News article about the blood found in the laundry can be found Here

Blood stains were not only found on the washing machine and the wash basin but towels had also been stained, as if someone had tried to wash blood from themselves and further that the killer probably had a shower to clean himself up.  Detective Mark Lodge, an officer who helped in the bathroom-laundry scene investigation, told the court in 2009 about finding blood traces on a handbasin, on a door, a towel.  He also described discovering a facemask, shower curtain, and shower cap, all with blood on them, on a shelf.

David admitted that when he came home from delivering papers he washed the newsprint off his hands in the basin. There was a great deal of blood evidence in the laundry bathroom area but at no time did David mention to the police that he had noticed it. He said he didn't know why bloodstained clothing had been washed. He agreed the washing had included a pair of his socks and his sweatshirt.

David told officers he had washed his hands after the paper round to remove printers' ink. Blood spots in the wash basin were inconsistent with David's statements on when he had washed his hands. The Crown stated that if Robin had washed his hands in the basin to remove blood from his hands, then the spots in the basin would have been removed or diluted when David returned from his paper round and used the basin.

Robin's hands were also inspected by a detective, who found dirt around the fingernails and in the creases of his hands. They did not appear to have been washed and it is very unlikely that he showered prior to his death.

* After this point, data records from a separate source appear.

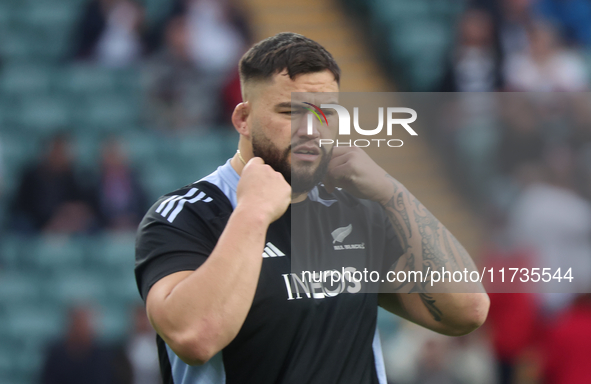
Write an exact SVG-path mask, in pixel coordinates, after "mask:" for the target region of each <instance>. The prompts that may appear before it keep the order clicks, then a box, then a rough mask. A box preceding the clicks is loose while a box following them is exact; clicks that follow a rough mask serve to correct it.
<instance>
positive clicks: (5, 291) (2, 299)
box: [0, 270, 39, 306]
mask: <svg viewBox="0 0 591 384" xmlns="http://www.w3.org/2000/svg"><path fill="white" fill-rule="evenodd" d="M38 299H39V276H37V275H36V274H35V273H30V272H29V273H23V272H16V271H13V270H12V271H2V272H0V306H5V305H9V304H10V303H16V304H19V303H31V304H35V303H36V302H37V300H38Z"/></svg>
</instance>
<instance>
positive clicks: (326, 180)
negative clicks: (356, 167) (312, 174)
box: [322, 173, 335, 193]
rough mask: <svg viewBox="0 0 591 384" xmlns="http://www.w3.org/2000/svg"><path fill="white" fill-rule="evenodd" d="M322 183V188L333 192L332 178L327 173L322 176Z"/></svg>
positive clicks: (334, 186) (333, 187)
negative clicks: (326, 173) (323, 177)
mask: <svg viewBox="0 0 591 384" xmlns="http://www.w3.org/2000/svg"><path fill="white" fill-rule="evenodd" d="M322 184H324V189H326V191H327V192H328V193H333V192H334V188H335V186H334V184H333V182H332V178H331V177H330V176H329V175H328V173H327V174H326V176H325V177H324V180H322Z"/></svg>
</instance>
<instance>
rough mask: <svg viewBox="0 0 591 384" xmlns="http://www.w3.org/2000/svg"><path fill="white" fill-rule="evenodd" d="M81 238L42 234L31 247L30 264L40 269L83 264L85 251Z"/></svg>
mask: <svg viewBox="0 0 591 384" xmlns="http://www.w3.org/2000/svg"><path fill="white" fill-rule="evenodd" d="M83 244H84V243H83V242H82V241H81V240H74V239H69V238H68V237H67V236H44V237H41V238H39V239H38V240H37V241H36V242H35V244H34V245H33V246H32V247H31V249H30V251H31V255H30V257H31V261H32V264H33V265H35V266H36V267H37V268H40V269H42V270H46V269H52V270H61V269H63V268H75V267H79V266H81V265H82V264H83V260H84V256H85V253H86V252H88V250H86V249H84V247H83Z"/></svg>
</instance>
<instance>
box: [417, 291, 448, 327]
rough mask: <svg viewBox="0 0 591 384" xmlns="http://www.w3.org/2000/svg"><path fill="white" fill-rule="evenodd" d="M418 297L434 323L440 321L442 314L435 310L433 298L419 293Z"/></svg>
mask: <svg viewBox="0 0 591 384" xmlns="http://www.w3.org/2000/svg"><path fill="white" fill-rule="evenodd" d="M419 296H420V298H421V301H422V302H423V304H425V307H427V309H428V310H429V313H430V314H431V316H433V319H434V320H435V321H441V319H442V317H443V313H442V312H441V310H440V309H439V308H437V306H435V299H434V298H433V296H430V295H429V294H427V293H419Z"/></svg>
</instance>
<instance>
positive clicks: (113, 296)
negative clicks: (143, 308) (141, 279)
mask: <svg viewBox="0 0 591 384" xmlns="http://www.w3.org/2000/svg"><path fill="white" fill-rule="evenodd" d="M106 278H107V280H106V286H107V289H108V294H109V296H108V297H109V298H110V300H111V301H112V302H113V303H125V304H128V305H129V304H138V303H141V298H140V294H139V291H138V288H137V284H136V281H135V275H134V272H133V268H129V269H125V270H122V271H119V272H118V273H111V274H109V275H108V276H106Z"/></svg>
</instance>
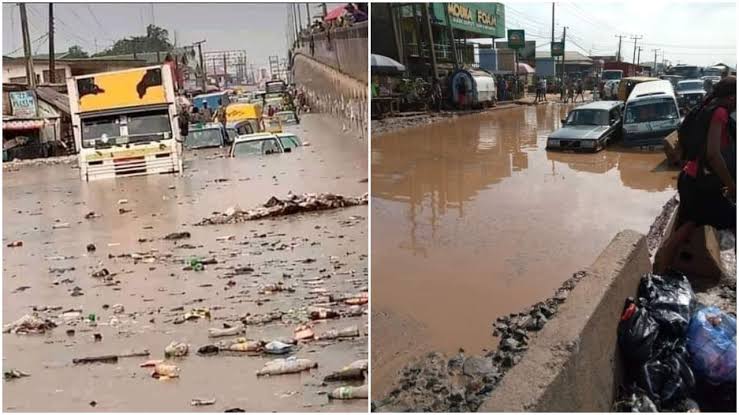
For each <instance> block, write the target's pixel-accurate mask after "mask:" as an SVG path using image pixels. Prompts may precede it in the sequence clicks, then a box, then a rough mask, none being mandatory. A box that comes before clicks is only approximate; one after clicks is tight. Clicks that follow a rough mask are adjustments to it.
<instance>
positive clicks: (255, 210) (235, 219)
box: [196, 193, 368, 226]
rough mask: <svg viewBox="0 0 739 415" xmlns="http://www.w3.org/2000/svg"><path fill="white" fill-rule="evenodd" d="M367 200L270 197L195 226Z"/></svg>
mask: <svg viewBox="0 0 739 415" xmlns="http://www.w3.org/2000/svg"><path fill="white" fill-rule="evenodd" d="M367 198H368V196H367V194H364V195H363V196H360V197H344V196H341V195H336V194H333V193H319V194H315V193H305V194H303V195H300V196H298V195H288V197H287V198H286V199H278V198H276V197H275V196H272V197H271V198H270V199H269V200H268V201H267V203H265V204H264V205H263V206H260V207H257V208H254V209H250V210H240V209H236V208H231V209H229V210H227V211H226V212H224V213H221V214H217V215H214V216H211V217H210V218H205V219H203V220H202V221H200V222H199V223H197V224H196V225H198V226H202V225H222V224H227V223H240V222H245V221H251V220H259V219H264V218H270V217H276V216H285V215H293V214H296V213H303V212H314V211H319V210H328V209H338V208H345V207H351V206H359V205H366V204H367Z"/></svg>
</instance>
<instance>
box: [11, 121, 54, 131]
mask: <svg viewBox="0 0 739 415" xmlns="http://www.w3.org/2000/svg"><path fill="white" fill-rule="evenodd" d="M43 126H44V120H9V121H5V120H3V130H38V129H39V128H42V127H43Z"/></svg>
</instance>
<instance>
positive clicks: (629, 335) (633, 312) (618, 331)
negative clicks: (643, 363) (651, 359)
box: [618, 298, 659, 362]
mask: <svg viewBox="0 0 739 415" xmlns="http://www.w3.org/2000/svg"><path fill="white" fill-rule="evenodd" d="M658 334H659V325H658V324H657V322H656V321H655V320H654V319H653V318H652V317H651V316H650V314H649V311H648V310H647V309H646V308H645V307H644V306H643V305H641V303H638V302H636V301H634V299H633V298H627V299H626V303H625V304H624V310H623V313H622V314H621V321H620V322H619V323H618V346H619V348H620V350H621V354H622V355H624V356H625V357H626V358H627V359H629V360H630V361H634V362H645V361H647V360H648V359H649V358H650V357H651V356H652V349H653V347H654V341H655V340H656V339H657V335H658Z"/></svg>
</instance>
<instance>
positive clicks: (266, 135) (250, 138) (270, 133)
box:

"No one doubts that it is David Bain's fingerprint and that it is a bloodied print"

It was actually a partial palm print and the defence disputes the claim the print was made in blood, saying it was never proven to be blood and could've been made by a dairy product on his hand.  They also said it wasn't identifiable when the print was made.


The defence produced an expert who said that palmprint may not have been in blood,but that is another implausible theory.so far as I am concerned.

Another defence theory was that the Gondolier's T-shirt had got stained with blood because it was in the washbasket with other bloody clothes.